Both the University of New Mexico (UNM) and NMAG comment on numerous ways in which 
the provisions of SB500 conflict with federal and state law, including the following: 
 SB500 facially conflicts with the Reproductive and Gender-Affirming Health Care 
Freedom Act (NMSA 1978, §§ 24-34-1 to -5), which generally prohibits discrimination 
against a person based on that person’s use of gender-affirming health care services. As 
SB500 prohibits or makes pursuing gender-affirming health care services impossible, 
nearly impossible, or subjects such providers to enormous liability, SB500 conflicts with 
this act. 
 The bill seeks to create barriers to gender-affirming care by mandating that providers and 
public entities violate state and federal laws, requiring “disclosures” that contain 
unsubstantiated information, imposing onerous reporting requirements, greatly increasing 
exposure civil liability. 
 The bill may violate the free speech clause of both the New Mexico Constitution., Article 
II, Section 17, and the First Amendment to the U.S. Constitution. SB500 directs 
physicians to provide notice to “a minor or a minor’s parent who requests information 
about or access to a gender transition procedure for a minor.” The statute would require 
written notice with specific language. 
 
1
 https://pmc.ncbi.nlm.nih.gov/articles/PMC9516050/  Senate Bill 500 – Page 4 
 
 
 The Supreme Court has held that discrimination against transgender individuals may 
violate prohibitions against sex-based discrimination. 

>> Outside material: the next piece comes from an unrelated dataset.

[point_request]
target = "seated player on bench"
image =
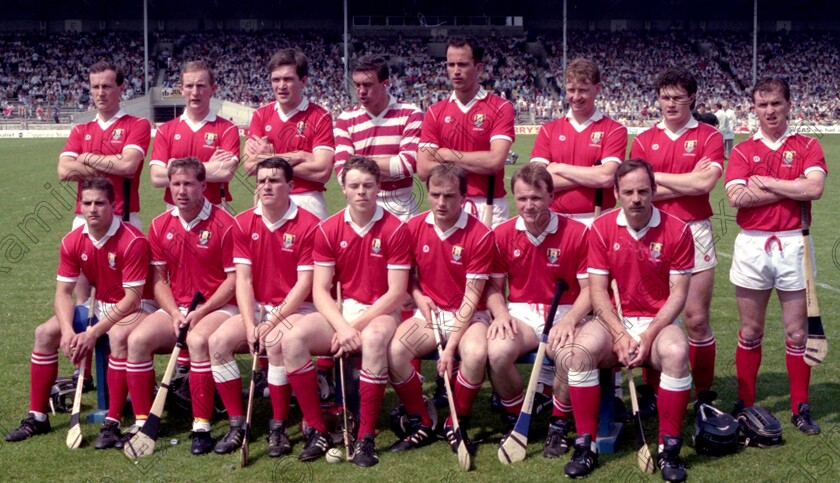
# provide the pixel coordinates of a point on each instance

 The Health Insurance Portability and Accountability Act (HIPAA) Privacy Rule (45 CFR 
Part 160 & 164) protects individually identifiable health information and limits how it 
can be used or disclosed. This bill would conflict with HIPAA by requiring patient-
identified material to be submitted to DOH and it mandates parents’ access to minors’ 
medical records. 
 The statute may run afoul of the prohibition against sex-based discrimination under the 
Equal Protection Clause of the U.S. Constitution, though no federal court has yet held 
that discrimination against transgender individuals is unconstitutional on this basis. 

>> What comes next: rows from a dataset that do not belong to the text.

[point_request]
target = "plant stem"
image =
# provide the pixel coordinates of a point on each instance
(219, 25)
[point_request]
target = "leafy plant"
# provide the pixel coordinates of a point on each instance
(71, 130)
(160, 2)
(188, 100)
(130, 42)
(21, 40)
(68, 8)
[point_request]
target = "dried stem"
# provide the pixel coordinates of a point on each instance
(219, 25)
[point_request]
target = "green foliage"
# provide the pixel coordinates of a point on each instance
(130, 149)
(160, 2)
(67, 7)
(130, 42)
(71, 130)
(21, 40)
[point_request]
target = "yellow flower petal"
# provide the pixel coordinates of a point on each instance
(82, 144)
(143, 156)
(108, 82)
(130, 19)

 To survive a challenge to the constitutionality of this law, the state would have to show 
that there is a compelling justification for restricting provision of healthcare within the 
medical standard of care in a way that is not restricted for other types of medical care for 
minors. 
 SB500 facially conflicts with the Uniform Licensing Act’s prohibition for licensees to 
provide conversion therapy to minors. See NMSA 1978, § 61-1-3.3. SB500 mandates 
providing care that is in direct conflict with this provision. 
 The bill establishes professional liability and private causes of action against healthcare 
providers for up to 25 years after a procedure is completed or longer, which is likely to 
discourage healthcare providers from coming to or staying in New Mexico. This is 
particularly problematic when New Mexico already struggles with keeping healthcare 
practitioners in the state. 
 
UNM also indicates that certain statements made in the language prescribed for the required 
written notice “include statements that have no evidence base, such as ‘the use of puberty 
blockers and cross-sex hormones for this purpose increases the risk of a child or an adolescent 
being sterilized, meaning that the child will never be able to have children,’ as well as ‘the use of 
puberty blockers and cross-sex hormones for this purpose carries numerous other risks of 
physical harm, including severely decreased bone density, heart disease, stroke and cancer.’” 
 
CONFLICT, DUPLICATION, COMPANIONSHIP, RELATIONSHIP 
 
Related to the following bills, all relating to LGBTQ+ people: 
 House Bill 185/Senate Bill 459, identical bills entitled Protection of Women’s Sports Act 
 House Bill 466, Hormone Therapy and Puberty Blocker Protection 
 Senate Bill 258, Human Sexuality Education 
 Senate Bill 543, Parental Consent for Minor’s Health Care 
 Senate Bill 356, State Diversity Act, and  
 Senate Bill 501, School Reporting of Gender Incongruence.